2021 was a boom year for the field of robotics. Between the chaos of a global pandemic, recurring shortages in labor, blunders in the supply chain on an international level and a returned focus on touch-free and automated services, the interest in robotic versions of existing systems has amped up.
Supply chains are dashing toward digitization as we reach Industry 4.0. Rivalries, especially in regard to industrial robotics, have pushed innovation and lowered the adoption threshold for automated solutions. Robots are being put into new markets, like food service, textiles, wood and plastics. Some companies have even worked to overhaul traditional approached to construction and infrastructure, raising efficiency. Lastly, the logistics sector has seen an explosive level of growth with the continuing rise of e-commerce and applications for automated sorting and mobile ground units.
Some people within the robotics industry believe that the adoption rate of robots is veering into an exponential one as humanity slowly crawls out from under the ravages of a pandemic.
The Manufacturing Sector
After experts looked at what the most lacking elements were in 2020, companies pushed to develop robots that could either clean and disinfect surfaces or check temperatures within high-risk areas; after all, a robot does not need to worry about catching a virus.
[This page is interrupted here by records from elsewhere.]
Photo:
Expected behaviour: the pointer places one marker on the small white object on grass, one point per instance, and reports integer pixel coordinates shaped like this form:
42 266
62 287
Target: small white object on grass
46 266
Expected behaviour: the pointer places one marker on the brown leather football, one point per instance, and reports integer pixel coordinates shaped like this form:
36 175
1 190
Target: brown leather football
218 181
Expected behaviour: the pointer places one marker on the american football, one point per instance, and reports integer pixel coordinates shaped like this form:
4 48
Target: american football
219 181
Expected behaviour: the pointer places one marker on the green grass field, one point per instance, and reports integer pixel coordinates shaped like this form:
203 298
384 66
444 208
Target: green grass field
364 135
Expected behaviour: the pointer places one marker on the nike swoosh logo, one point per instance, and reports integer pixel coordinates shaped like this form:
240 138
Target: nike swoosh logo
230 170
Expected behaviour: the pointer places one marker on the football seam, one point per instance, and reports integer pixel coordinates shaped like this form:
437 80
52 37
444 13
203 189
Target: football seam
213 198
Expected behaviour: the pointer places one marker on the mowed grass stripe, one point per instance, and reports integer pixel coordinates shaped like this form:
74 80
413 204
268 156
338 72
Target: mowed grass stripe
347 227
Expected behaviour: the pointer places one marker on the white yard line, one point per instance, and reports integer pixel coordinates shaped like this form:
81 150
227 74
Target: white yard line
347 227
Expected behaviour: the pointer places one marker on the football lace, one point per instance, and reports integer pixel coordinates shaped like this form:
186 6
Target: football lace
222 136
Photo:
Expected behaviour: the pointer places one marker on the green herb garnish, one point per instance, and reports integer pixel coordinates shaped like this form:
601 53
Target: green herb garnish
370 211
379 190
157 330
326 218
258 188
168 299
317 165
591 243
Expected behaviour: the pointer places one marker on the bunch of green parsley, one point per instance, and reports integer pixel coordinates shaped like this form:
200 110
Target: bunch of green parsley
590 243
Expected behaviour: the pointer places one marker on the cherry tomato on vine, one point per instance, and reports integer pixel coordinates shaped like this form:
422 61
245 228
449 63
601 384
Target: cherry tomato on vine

These needs saw to the development of robots who can deploy UV-C light while also being a more cost effective and less toxic means of autonomous sanitation.
Given how effective and low-cost these sorts of disinfection solutions have been, it only seems logical that more and more hospitals and government fixtures will be making use of such technology on a regular basis. With such measures in place, even sectors like schools and large businesses can return to normal operations without risking infection in their children or staff.
This year saw the progression of manipulators from mere ball-kickers to machines that can carry groceries, write and even play games with a family.
The newest generations of robots have made strides from what their predecessors could do. Now, features like hand-eye coordination, multimodal emotional interplay and multi-terrain manipulation are easy to incorporate. All of these mechanisms have improved in reliability thanks to advancements within the film of AI, making robots smarter through a combination of computer vision and sensors. Robots will only continue to grow in versatility and precision over the years, making them just as suited to the home as they are in the workspace while being able to tackle more common tasks without issue.
While some might think that parents would want as little AI in the classroom as is possible, this is a rather limited understanding of what the modern classroom has become. AI is already present in most kids’ classrooms in some variety or another, be it asking Alexa for simulations of a game or LMS systems used by the teacher to gauge student performance. Considering how far AI has come and still has room to grow, kids are going to need to get more familiar with the technology than Generation X and Millennials did with the bare bones computer labs of their formative educational years.
Some companies have established entire divisions focused on the field of education. These divisions focus on ways to comprehensively teach all facets of AI to kids, as well as how such a resource could be used for everyday situations in the world outside of school. If one of the purposes of school is to prepare future generations for the jobs awaiting them, an understanding of AI and AI-implementation will be a huge boon to employability and success.